Social Proof on
An obvious way to apply social proof on LinkedIn is to have recommendations on your LinkedIn profile, preferably from clients. There is little point in asking your colleagues to do this, as recommendations from clients are much more credible. If you do not work directly with clients, you could ask a manager to write a recommendation for you.
If you have successfully completed a project and the client indicates that they are extremely phone number database atisfied with your service, then that is the moment to ask your client to write a recommendation for you on LinkedIn. The more recommendations, the greater the social proof. Social proof works best here when visitors to your profile recognize themselves in the people from whom the recommendations come. In other words, a marketing manager, for example, is most easily convinced
A by the recommendations of other marketing managers
Did you post a LinkedIn post that received a lot of likes and comments? Other LinkedIn users will be more likely to stop and read your post when scrolling through their timeline. A post that receives so many comments must be worth reading or watching. There is a snowball effect: the more comments, the more readers, and the more readers, the more comments.
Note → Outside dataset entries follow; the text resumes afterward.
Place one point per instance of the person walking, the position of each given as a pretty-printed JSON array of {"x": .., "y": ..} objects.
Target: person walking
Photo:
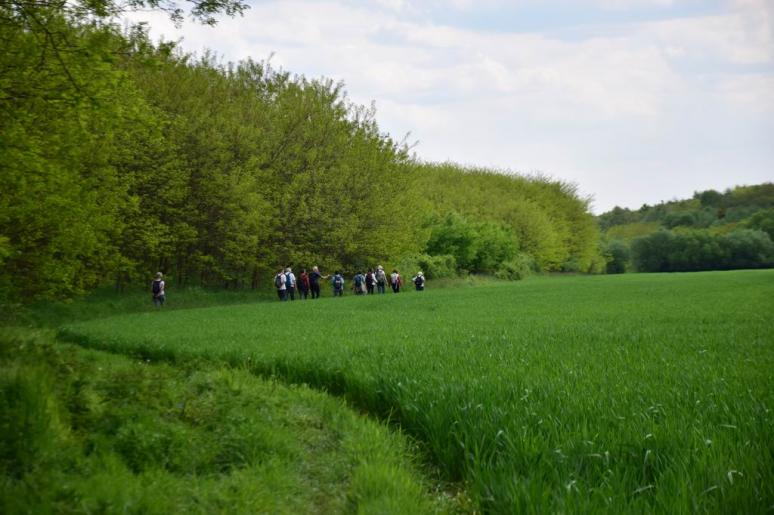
[
  {"x": 419, "y": 281},
  {"x": 338, "y": 284},
  {"x": 157, "y": 289},
  {"x": 303, "y": 284},
  {"x": 381, "y": 279},
  {"x": 395, "y": 281},
  {"x": 314, "y": 282},
  {"x": 358, "y": 283},
  {"x": 290, "y": 283},
  {"x": 281, "y": 285},
  {"x": 370, "y": 281}
]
Example in your content creation
95% of our customers are fans of this red wine
80% of our tickets are already booked by startups
(Psstt.. the difference between influencing and misleading is small. Of course you have to tell the truth. Then it clean email is influencing. If you lie with numbers then we speak of misleading).
4. Sympathy
People are more likely to say yes to someone they find sympathetic and nice. As soon as you are liked seller tricks that buyers need to know you increase the likeability factor enormously. But why do you actually find someone sympathetic?